I can recall people moving to the Soviet Union made news headlines and were labeled as defectors. Lee Harvey Oswald made headlines as a defector long before assassinating JFK.
How much has changed? If an American got a job offer would it be a big deal to move to Russia, Ukraine, or the other former Soviet bloc countries ? Is it it any more difficult than moving to Europe or Japan for a job?
One of my husband’s college buddies now lives and teaches in Kiev and is married to a Ukrainian woman. I don’t know how easy or hard it was for him to do, but he’s a regular guy and not a world-class athlete and he did it. Probably being a teacher and a native speaker of a desirable language helps.
In the first years after the fall of communism, a lot of American businessmen went to the former Soviet countries to seek their fortunes.
Before Putin’s cronies took over the country, it was considered a more business-friendly environment than many Western countries.
I don’t know if they intended to emigrate permanently, or if they just wanted to make a quick buck and then return home. (Then again, a lot of America’s immigrants never intended to stay permanently.
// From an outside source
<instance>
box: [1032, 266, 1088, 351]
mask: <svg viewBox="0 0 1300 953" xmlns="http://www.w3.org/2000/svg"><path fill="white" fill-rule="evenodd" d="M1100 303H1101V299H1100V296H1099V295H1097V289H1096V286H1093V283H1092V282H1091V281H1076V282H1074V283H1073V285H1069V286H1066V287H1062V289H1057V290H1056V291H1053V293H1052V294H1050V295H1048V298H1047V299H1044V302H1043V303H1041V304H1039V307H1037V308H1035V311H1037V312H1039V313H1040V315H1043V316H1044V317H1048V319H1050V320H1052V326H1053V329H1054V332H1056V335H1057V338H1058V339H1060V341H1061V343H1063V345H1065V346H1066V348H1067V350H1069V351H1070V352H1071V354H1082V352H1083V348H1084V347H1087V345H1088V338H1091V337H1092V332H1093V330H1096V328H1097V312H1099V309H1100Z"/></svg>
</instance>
Funny how life meddles with your plans.)
Shouldn’t be a big deal. I know a few Americans and other expats living in Moscow, and it didn’t seem to me to be any more difficult than working and living legally in Europe. It might actually have been easier. One was a journalist who worked for the Moscow Times and then went on to work in some think thank (he settled down with a Russian wife in Moscow), and another one was a publishing businessman/entrepreneur who moved there to work for various companies involved in developing business in Russia. Plus there’s your usual crowd of English teachers and the such.
This is disgusting. Second thread on Russia that I viewed in the last 10 minutes, and not one “In Soviet Russia…” joke. There may as well not be a Russia if we can’t do better than that.
It is not at all unusual for American athletes to emigrate to other countries, if their skill level isn’t quite up to the level at which they can be remunerated professionals in the USA. There are even some former major league baseball players playing in the Dutch and Italian baseball leagues, and there have always been a smattering of them playing in Japan and Mexico. There is an entire industry of recruiters bringing American basketball players to many European countries.